In OpenClaw, these map to workspace files: MEMORY.md is episodic, SOUL.md and TOOLS.md provide semantic knowledge, and HEARTBEAT.md encodes procedural patterns.
The Agent Memory Core
In any agentic system, memory lives in three places:
- LLM — Parametric memory from training data. Broad but static — can't be updated without retraining.
- Embedding Model — Captures semantic relationships when generating vector representations of text. Used during both storage and retrieval.
- Database — Where the most data traffic flows. This is the agent memory core — the primary infrastructure for storing, retrieving, and optimizing agent knowledge.
The database handles:
- Storage of all memory types (episodic, semantic, procedural)
- Vector search for semantically relevant retrieval
- Metadata filtering (time ranges, memory types, agent IDs)
- CRUD operations exposed to the agent through a memory manager (typically implemented as tools)
Connection to RAG
If you're familiar with retrieval-augmented generation (RAG), agent memory extends the same pattern:
- Ingestion — Data (conversations, workflow logs, knowledge) is chunked, embedded, and stored with metadata
- Retrieval — When the agent needs context, the user's query is embedded and matched against stored vectors
- Grounding — Retrieved context is concatenated with the prompt to ground the LLM's response in real data
The difference from standard RAG: in an agent system, the memory types (episodic, semantic, procedural) are stored as separate collections or tables, and a memory manager abstracts the read/write/update/delete operations. The agent accesses memory through tools rather than through a fixed retrieval pipeline.
Agent
├── Tools
│ └── Memory Manager
│ ├── read_memory(type, query)
│ ├── write_memory(type, content)
│ ├── update_memory(id, content)
│ └── delete_memory(id)
└── Database (Agent Memory Core)
├── episodic_memory (conversations, events)

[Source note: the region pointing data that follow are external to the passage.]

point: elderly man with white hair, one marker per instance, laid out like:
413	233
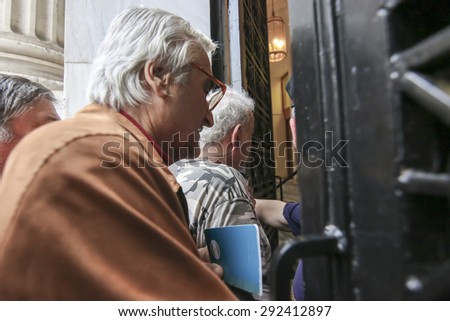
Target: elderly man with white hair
24	106
93	212
216	191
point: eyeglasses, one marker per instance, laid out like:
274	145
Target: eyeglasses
217	91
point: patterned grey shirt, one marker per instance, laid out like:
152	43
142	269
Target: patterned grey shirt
217	195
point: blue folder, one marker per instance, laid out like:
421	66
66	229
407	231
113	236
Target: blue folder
237	249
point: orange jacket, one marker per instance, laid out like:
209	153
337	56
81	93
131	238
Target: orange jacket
89	212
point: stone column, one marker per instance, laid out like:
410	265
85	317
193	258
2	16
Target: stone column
32	40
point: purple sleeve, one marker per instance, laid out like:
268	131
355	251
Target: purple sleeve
292	214
298	286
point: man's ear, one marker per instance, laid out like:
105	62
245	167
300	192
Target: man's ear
157	79
236	136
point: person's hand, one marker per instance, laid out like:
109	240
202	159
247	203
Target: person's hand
204	255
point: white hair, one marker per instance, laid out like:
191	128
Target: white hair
134	37
17	95
235	108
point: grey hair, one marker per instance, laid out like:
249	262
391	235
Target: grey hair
235	108
134	37
17	95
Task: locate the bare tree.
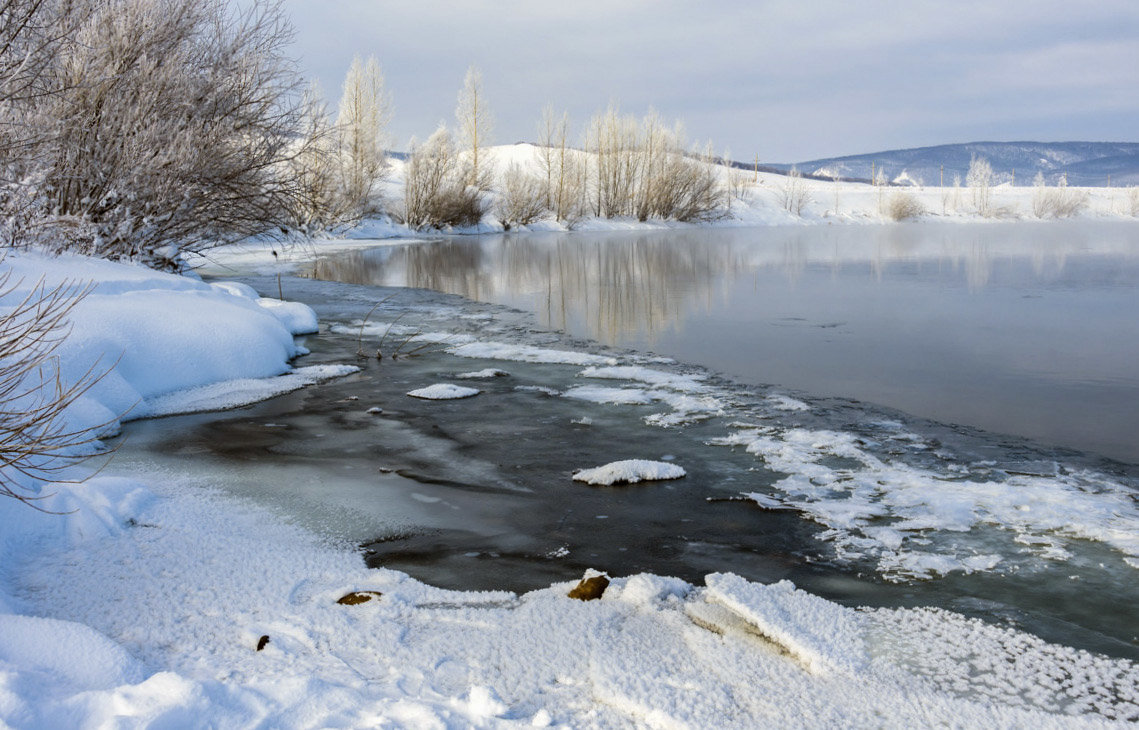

├── semantic_memory (knowledge base, domain docs)
└── procedural_memory (workflow logs, tool sequences)
Key Takeaways
- An agent without memory is a stateless chatbot. Memory is what enables multi-step workflows, cross-session context, and adaptation.
- Conversational memory (replaying chat history) is the starting point, but agents need structured long-term memory to operate reliably.
- The three memory types — episodic, semantic, procedural — serve different purposes. Use all three for a capable agent.
- The database is the agent memory core. It sees the most data traffic and determines how well the agent can store, retrieve, and apply knowledge.